Truncate unevenly covered BAM file at certain coverage
2
0
Entering edit mode
5 months ago
predeus ★ 1.7k

Hello all,

This is basic enough question, but I can't seem to find the answer online.

I have a BAM from RNA-seq alignment which is very unevenly covered. However the mean coverage is huge (~100,000x - it's a mitochondrion).
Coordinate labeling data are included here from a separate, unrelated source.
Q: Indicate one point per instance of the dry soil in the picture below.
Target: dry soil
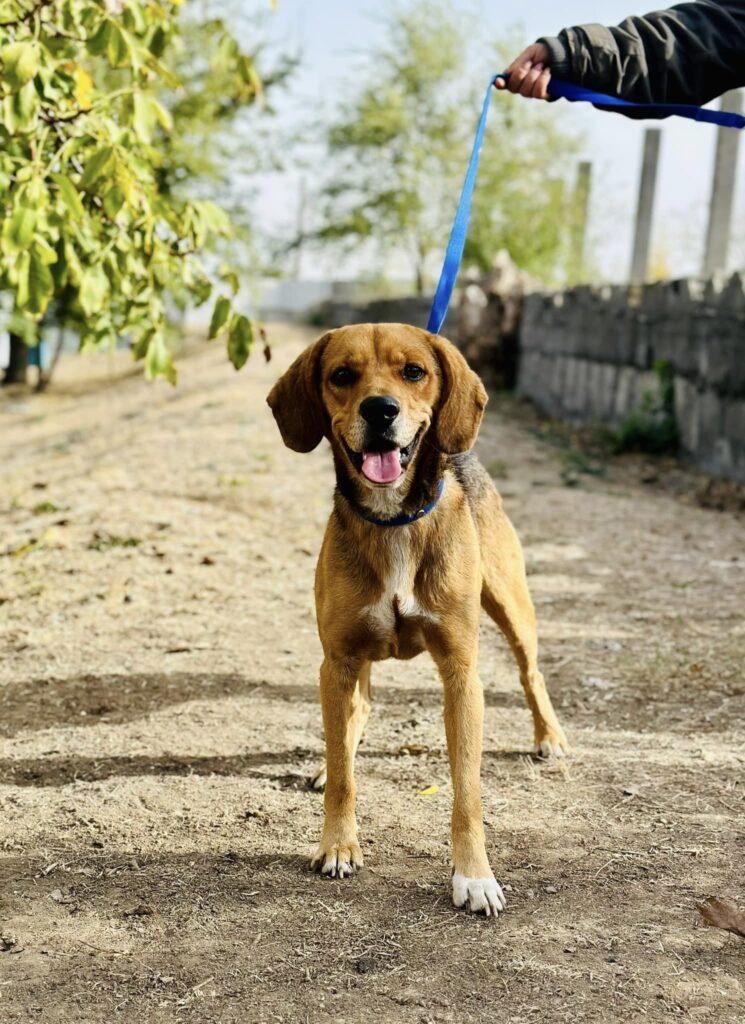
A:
(159, 717)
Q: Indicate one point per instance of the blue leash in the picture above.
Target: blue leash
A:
(563, 90)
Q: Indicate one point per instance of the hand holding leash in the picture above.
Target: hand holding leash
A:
(529, 74)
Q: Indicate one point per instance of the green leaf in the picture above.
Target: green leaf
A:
(20, 62)
(159, 361)
(18, 229)
(36, 284)
(142, 119)
(99, 40)
(219, 316)
(97, 166)
(93, 289)
(119, 46)
(239, 340)
(69, 195)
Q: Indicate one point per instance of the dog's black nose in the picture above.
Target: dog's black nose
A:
(380, 411)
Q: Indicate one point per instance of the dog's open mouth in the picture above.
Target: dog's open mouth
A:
(384, 462)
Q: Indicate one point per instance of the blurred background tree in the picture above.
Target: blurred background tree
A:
(399, 145)
(110, 115)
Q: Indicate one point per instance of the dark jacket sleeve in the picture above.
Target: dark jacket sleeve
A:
(686, 54)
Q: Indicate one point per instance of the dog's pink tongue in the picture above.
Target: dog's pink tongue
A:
(382, 467)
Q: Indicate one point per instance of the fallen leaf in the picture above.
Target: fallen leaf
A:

I want to use it for polishing, so I would like to retain about 100x "sliding window" (or simply at any given nucleotide) coverage across the whole chromosome, and lose the rest.

How can I achieve this?

Thank you in advance, as always

UPD: Apparently, there's a discussion here that directly answers my question.

samtools bam • 462 views
1
Entering edit mode
5 months ago

use the option -s of samtools view

1
Entering edit mode

Nice, my current version of samtools (1.7) doesn't even have that yet! Thank you very much.

0
Entering edit mode

All right, I've read about the option and still can't figure out how to use the "filter expressions" for coverage-based filtering. I might be missing something obvious...

0
Entering edit mode

my bad. I meant option -s not option -e. (fixed)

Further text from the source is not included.